Как же оправдал профессор Л. то доверие, которое оказало ему общество? Учил ли он студентов плохому? Влиял ли дурно на них своим личным примером? Ничуть не бывало: к нему нет никаких претензий. Еще несколько месяцев назад руководители института подписали документ, из которого видно, что вся педагогическая работа профессора проходит «на высоком идейно-теоретическом и научном уровне». Таких документов в его личном деле немало, и ни одна строчка не бросает на него лично даже самую малую тень.
Тогда в чем же именно он провинился?
Поразительно упорство, с которым следователь, занимавшийся делом его сыновей, искал зримую связь между их преступлением и «пагубным влиянием» отца, исходя из сомнительной мудрости о яблоке, падающем неподалеку от яблони. Так бывает: уверовав в одну-единственную причину, закрываешь глаза на все остальное, на многообразный и сложный их комплекс, и выискиваешь только то, что будто бы подтверждает желанную версию.
По делу Игоря и Олега проведены экспертизы, редчайшие в судебной практике: физико-математическая и филологическая. К самому делу — к тем, кого называют «подследственными» — эти экспертизы ни малейшего отношения не имеют. Но имеют — к профессору…
Оба брата учились в институте, где преподает их отец. Следователь заподозрил, что сыновья поступили в институт не без участия папы. Из архива были извлечены письменные работы на вступительных экзаменах семилетней давности. Эксперты решили, что за работы, оцененные четверкой, надо было поставить двойки. Это мнение не подверглось судебной проверке, и, таким образом, ни принять его, ни отвергнуть я не могу. Принимаю как мнение — и только.
Ну, так что же, обнаружена взятка? Или подлог? Или, может, небрежность, за которую кто-то понес наказание? Нет, ни взятка, ни подлог не установлены. А наказание, оказывается, должен нести отец: его имя, говорят, магически действовало на экзаменаторов и они якобы завышали оценки.
Между тем в институте учились и дети других профессоров, чьи имена не менее «громки». И это можно только приветствовать: создание инженерных династий — дело нужное, благородное, его поощряли и будут поощрять.
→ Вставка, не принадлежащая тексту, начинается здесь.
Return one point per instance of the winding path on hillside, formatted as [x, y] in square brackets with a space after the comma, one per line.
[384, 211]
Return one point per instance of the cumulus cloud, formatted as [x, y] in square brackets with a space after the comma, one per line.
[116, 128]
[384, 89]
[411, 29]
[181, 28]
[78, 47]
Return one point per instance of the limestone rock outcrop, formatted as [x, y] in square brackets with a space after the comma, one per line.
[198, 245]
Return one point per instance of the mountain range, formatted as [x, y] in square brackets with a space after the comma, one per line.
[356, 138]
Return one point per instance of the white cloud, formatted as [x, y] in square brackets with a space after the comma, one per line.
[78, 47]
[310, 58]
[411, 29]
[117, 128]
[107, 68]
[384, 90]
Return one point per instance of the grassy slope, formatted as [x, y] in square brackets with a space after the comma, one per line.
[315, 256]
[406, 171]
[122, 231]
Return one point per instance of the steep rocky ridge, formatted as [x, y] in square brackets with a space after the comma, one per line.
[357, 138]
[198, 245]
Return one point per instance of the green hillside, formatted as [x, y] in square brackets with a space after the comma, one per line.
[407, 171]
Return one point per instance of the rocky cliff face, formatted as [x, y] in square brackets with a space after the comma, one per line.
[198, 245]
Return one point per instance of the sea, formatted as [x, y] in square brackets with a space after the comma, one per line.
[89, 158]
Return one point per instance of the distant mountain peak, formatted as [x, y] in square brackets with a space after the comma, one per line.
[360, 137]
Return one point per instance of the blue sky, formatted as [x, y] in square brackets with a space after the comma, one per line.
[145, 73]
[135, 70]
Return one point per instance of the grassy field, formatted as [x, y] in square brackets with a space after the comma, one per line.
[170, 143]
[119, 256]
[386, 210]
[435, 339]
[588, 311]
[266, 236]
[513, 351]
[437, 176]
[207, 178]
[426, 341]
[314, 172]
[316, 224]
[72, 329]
Почему не проверено, однако, точны ли оценки на вступительных экзаменах других абитуриентов из преподавательских семей? Не потому ли, что эти абитуриенты впоследствии не преступили закон? И почему никто из экзаменаторов не привлечен к ответственности? Не потому ли, что им нечего вменить в вину?
Завышение оценок с помощью магии своего имени — далеко не весь криминал, который значится за отцом. Установлено, например, что три года назад, возвращаясь с банкета, он вышел из такси под изрядным хмельком… Другой раз по ошибке он вроде бы постучался в чужую квартиру… Об этом говорили негодующие жильцы на собрании, где обсуждалось поведение Игоря и Олега. Жильцы тоже решили, что учить студентов профессор больше не вправе.
Ну, разве это справедливо, разве этично — спустя годы припомнить человеку все оплошности, слабости и грешки, с упоением и пристрастием выискивать их в его прошлом?
И все же, и все же…
Что бы там ни было, от моральной ответственности отцу никуда не уйти, и нести ему ее через всю жизнь. Но зачем же к подлинной вине примешивать еще и другую, искусственно соединяя в общую цепь вещи несоединимые? Только ли для того, чтобы счесть, что из нашумевшей истории сделаны выводы и приняты надлежащие меры?
Что это, в сущности, значит — принять надлежащие меры? Всегда ли непременно — уволить, осудить, объявить выговор, издать грозный приказ? Преступление, совершенное сыном Анны Николаевны, тоже взывало к «принятию мер», и они были приняты ею самой — безжалостно и беспощадно.
Не уход с работы в действительности был этой мерой, а жестокое осуждение, которому она себя подвергла. Голосом совести. Непреходящим чувством вины. Стыдом перед окружающими. Это и есть та моральная ответственность, которая неизбежно должна следовать за моральной виной. Ответственность, наступающая не по приказу номер такой-то, а по приказу души.
Приказом души профессор Л. подверг себя казни, которая не под силу даже самым крутым «оргмерам». Не за то, что когда-то выпил на чьем-то банкете, а за то, что его взрослые дети перечеркнули все, к чему он их вел, бросили черную тень на его доброе имя. Весь город уже знает о его беде и позоре, и я не могу себе представить наказания строже, больнее и тяжелей.
1973
Очерк был опубликован, и сразу же стали приходить читательские письма. Точнее, письма еще были в пути, а уже принесли телеграммы.